Where you hold information suggesting that the returns are inaccurate, if the taxpayer denies this, you should normally disclose the information you hold provided it is not from a source that you cannot or it would not be appropriate to disclose, see EM1895.
In enquiries where one of the risks identified is the overall capital position or, where other more specific risks have been identified, you should say so. But do not give the taxpayer any indication of the amounts which need to be explained, see EM1838.
If the taxpayer denies irregularities and there are other risks attached to the returns, you should ask the taxpayer to provide all the relevant information or documents that will help you to address the risks or corroborate any explanations that are given by the taxpayer.
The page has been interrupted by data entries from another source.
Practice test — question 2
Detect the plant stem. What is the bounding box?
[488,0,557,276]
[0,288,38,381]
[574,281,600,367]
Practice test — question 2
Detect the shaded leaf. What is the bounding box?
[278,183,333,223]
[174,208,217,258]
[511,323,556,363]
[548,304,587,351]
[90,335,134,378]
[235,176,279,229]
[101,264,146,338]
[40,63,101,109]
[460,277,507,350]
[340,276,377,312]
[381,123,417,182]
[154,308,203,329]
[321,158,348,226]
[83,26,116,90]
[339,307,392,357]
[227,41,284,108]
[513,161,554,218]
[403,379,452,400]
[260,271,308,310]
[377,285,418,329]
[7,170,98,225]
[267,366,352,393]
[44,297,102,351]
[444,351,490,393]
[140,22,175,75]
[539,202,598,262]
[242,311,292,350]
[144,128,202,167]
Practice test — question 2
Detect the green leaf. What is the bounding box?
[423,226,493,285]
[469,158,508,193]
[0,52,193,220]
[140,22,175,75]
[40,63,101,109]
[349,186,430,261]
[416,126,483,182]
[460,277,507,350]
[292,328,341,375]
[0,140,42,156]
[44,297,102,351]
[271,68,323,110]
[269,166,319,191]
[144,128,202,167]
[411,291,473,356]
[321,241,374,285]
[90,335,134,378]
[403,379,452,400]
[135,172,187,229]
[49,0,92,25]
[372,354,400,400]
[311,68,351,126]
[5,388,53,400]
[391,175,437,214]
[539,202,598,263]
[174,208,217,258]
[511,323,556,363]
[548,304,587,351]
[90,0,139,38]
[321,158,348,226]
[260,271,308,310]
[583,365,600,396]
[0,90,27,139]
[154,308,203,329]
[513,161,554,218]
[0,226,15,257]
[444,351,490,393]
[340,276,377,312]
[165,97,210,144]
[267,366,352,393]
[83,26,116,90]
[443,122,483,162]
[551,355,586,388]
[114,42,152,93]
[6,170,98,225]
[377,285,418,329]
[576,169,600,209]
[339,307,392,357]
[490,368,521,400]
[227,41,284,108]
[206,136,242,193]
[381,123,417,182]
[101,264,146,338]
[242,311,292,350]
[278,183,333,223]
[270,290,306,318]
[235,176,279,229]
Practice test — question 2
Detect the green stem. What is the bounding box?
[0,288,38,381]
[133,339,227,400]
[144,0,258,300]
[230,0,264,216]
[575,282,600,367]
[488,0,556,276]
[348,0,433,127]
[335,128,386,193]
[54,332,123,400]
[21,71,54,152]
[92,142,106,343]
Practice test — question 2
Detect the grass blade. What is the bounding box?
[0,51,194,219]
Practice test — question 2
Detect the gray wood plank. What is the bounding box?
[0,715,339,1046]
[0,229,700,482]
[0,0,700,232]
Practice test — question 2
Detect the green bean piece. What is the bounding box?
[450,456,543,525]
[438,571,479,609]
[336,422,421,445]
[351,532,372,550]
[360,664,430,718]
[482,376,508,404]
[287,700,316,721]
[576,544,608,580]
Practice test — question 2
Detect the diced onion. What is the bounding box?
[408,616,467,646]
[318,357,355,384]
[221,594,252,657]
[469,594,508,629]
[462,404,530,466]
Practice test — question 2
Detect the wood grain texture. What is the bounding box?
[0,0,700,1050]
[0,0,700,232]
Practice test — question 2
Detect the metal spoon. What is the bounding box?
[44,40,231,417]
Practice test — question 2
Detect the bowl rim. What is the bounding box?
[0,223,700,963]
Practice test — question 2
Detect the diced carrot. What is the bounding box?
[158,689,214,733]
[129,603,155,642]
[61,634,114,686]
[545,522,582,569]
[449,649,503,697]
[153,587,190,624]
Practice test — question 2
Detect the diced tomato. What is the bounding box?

You may need to use information powers, if you have not already done so, see CH23500.
How and when do I begin to consider penalties?
In general, bringing the tax, NIC’s and penalties into charge depends on being able to demonstrate that there has been fraudulent/negligent or deliberate/careless behaviour. An important part of a meeting involves considering culpability generally and the consequences for the taxpayer.
Remember that, where penalties are concerned, the onus of proof falls upon HMRC to demonstrate that they are liable to penalties. You must therefore have sufficient evidence that may need to be presented to a tribunal, to support culpability in general and the behaviour that is relevant to the penalty. If you need to gather any additional evidence, you should explain clearly what you need to know and why.
Once you have sufficient evidence, depending on what stage you are at in your enquiry, you should establish culpability by explaining to the taxpayer what facts and evidence support your view. The discussion of culpability must be recorded in the meeting notes and identified in any reports that you need to make to your manager or authorising officer.
If culpability is accepted by the taxpayer, you should explain the general consequences in terms of tax, NIC, interest and penalties, even if you are not able to quantify the amounts involved or reach an agreed settlement at the meeting.
What do I do if the taxpayer disputes culpability?
If the taxpayer does not agree with your proposed basis for settlement, you should continue to try and resolve any disputes with the taxpayer, and gather any further evidence that may be required. If you cannot reach agreement you will probably have to proceed by issuing amendments/assessments with your manager’s approval, where the dispute cannot be resolved. Whether and when to continue with your enquiry should be determined by the Litigation and Settlement Strategy, see CH40000.
If the taxpayer disputes the level of culpability alleged, but is prepared to settle by contract settlement and make an offer equal to, your basis for settlement, you can suggest that they make the offer by reference to the HMRC allegation without admitting any failure in the letter of offer. If they agree, you can amend the wording of the letter of offer, see EM6338.